Tuesday, August 18, 2009

Consumer Watchdog: Affordable Access to CIRM -Financed Therapies Threatened

The California stem cell agency is proposing a “tremendous loophole” that will allow biotech companies to escape requirements to ensure affordable access to stem cell therapies generated by taxpayer dollars, the Consumer Watchdog group said today.

The group also complained that the regulations are being rushed through a meeting this week of the CIRM board in San Francisco.

The comments were filed by John M. Simpson, stem cell project director of the Santa Monica, Ca., group, who has been deeply involved in the development of CIRM IP regulations. The changes, however, caught him by surprise.

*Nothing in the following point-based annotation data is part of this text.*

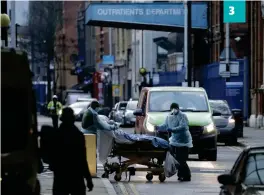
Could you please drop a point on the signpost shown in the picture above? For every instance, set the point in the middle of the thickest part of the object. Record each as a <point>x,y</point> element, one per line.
<point>233,69</point>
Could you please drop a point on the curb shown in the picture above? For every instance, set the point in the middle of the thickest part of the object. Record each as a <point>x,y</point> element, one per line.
<point>109,187</point>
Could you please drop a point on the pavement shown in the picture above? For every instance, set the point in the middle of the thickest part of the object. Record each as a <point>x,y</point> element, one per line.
<point>204,173</point>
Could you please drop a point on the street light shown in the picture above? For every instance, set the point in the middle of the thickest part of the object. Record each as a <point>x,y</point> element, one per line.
<point>17,25</point>
<point>5,20</point>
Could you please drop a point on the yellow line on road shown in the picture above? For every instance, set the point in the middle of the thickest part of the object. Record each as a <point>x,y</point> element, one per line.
<point>133,188</point>
<point>123,188</point>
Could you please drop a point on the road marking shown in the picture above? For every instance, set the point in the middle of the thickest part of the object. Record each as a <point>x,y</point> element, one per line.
<point>133,188</point>
<point>122,188</point>
<point>203,165</point>
<point>235,148</point>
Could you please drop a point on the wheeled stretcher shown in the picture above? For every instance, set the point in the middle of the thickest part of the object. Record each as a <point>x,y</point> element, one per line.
<point>141,152</point>
<point>131,149</point>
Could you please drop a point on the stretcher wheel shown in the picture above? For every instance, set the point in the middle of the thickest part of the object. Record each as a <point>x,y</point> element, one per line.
<point>162,177</point>
<point>149,176</point>
<point>105,175</point>
<point>118,177</point>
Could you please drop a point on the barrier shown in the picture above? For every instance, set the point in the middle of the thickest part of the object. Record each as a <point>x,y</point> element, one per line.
<point>90,144</point>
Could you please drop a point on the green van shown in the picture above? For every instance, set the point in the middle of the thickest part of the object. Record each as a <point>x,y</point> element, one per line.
<point>153,107</point>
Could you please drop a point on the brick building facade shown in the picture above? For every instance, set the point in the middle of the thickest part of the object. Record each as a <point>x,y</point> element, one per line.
<point>66,45</point>
<point>246,39</point>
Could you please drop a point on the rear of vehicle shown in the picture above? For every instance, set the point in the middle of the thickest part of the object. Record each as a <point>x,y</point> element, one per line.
<point>19,146</point>
<point>193,102</point>
<point>225,122</point>
<point>129,117</point>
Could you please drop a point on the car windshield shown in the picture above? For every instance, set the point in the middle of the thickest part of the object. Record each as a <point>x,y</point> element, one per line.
<point>132,105</point>
<point>122,106</point>
<point>80,104</point>
<point>194,101</point>
<point>220,106</point>
<point>255,170</point>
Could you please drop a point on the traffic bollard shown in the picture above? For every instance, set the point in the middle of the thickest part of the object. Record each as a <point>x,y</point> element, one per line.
<point>90,144</point>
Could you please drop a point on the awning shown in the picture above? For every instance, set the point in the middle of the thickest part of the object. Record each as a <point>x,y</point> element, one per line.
<point>160,16</point>
<point>164,43</point>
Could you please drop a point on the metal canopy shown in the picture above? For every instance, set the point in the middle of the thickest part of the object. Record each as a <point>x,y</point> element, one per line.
<point>159,16</point>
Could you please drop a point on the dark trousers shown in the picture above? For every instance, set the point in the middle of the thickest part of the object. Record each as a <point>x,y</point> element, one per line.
<point>55,121</point>
<point>182,154</point>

In remarks filed as part of the official regulatory process, he said the proposed alteration in the definition of exclusive licensee is “a substantive change that fundamentally alters the IP regulations.”

Simpson wrote,
“This proposed new definition creates a tremendous loophole that potentially allows companies to escape the IP regulation’s access requirements for products developed with CIRM funds. This was never the intent of the IP task force during its thorough, deliberative process in developing the IP regulations.”
Simpson said,
“It merits a full hearing and thoughtful discussion. Sadly it now appears that there is, for what reason I do not know, an effort to sneak this major change in policy through virtually unnoticed. If that is allowed to happen, it would be truly sad. Developing the IP policies had been one of CIRM’s most inclusive and transparent processes with all stakeholders represented at the table. This change would completely undermine all of those efforts.”
Here is how Simpson described the proposed change:
“The access requirements for products developed by CIRM grantees apply only to grantees, collaborators and exclusive licensees. Under the new proposed definition an entity that purchased a company holding a license would not be obligated to meet the modest access requirements because they would not have received the 'license directly from a Grantee, Grantee Personnel, or Collaborator.' Presumably a licensee could also assign rights to another entity and that entity would not be held to the access requirements, again because it would not have received the 'license directly from a Grantee, Grantee Personnel, or Collaborator.'”
Simpson asked that the proposed changes be referred back to the CIRM IP Task Force before they are acted on by the full board.

We have asked CIRM if it has any comments on Simpson's letter. We will carry the full text of the agency's comments if it responds.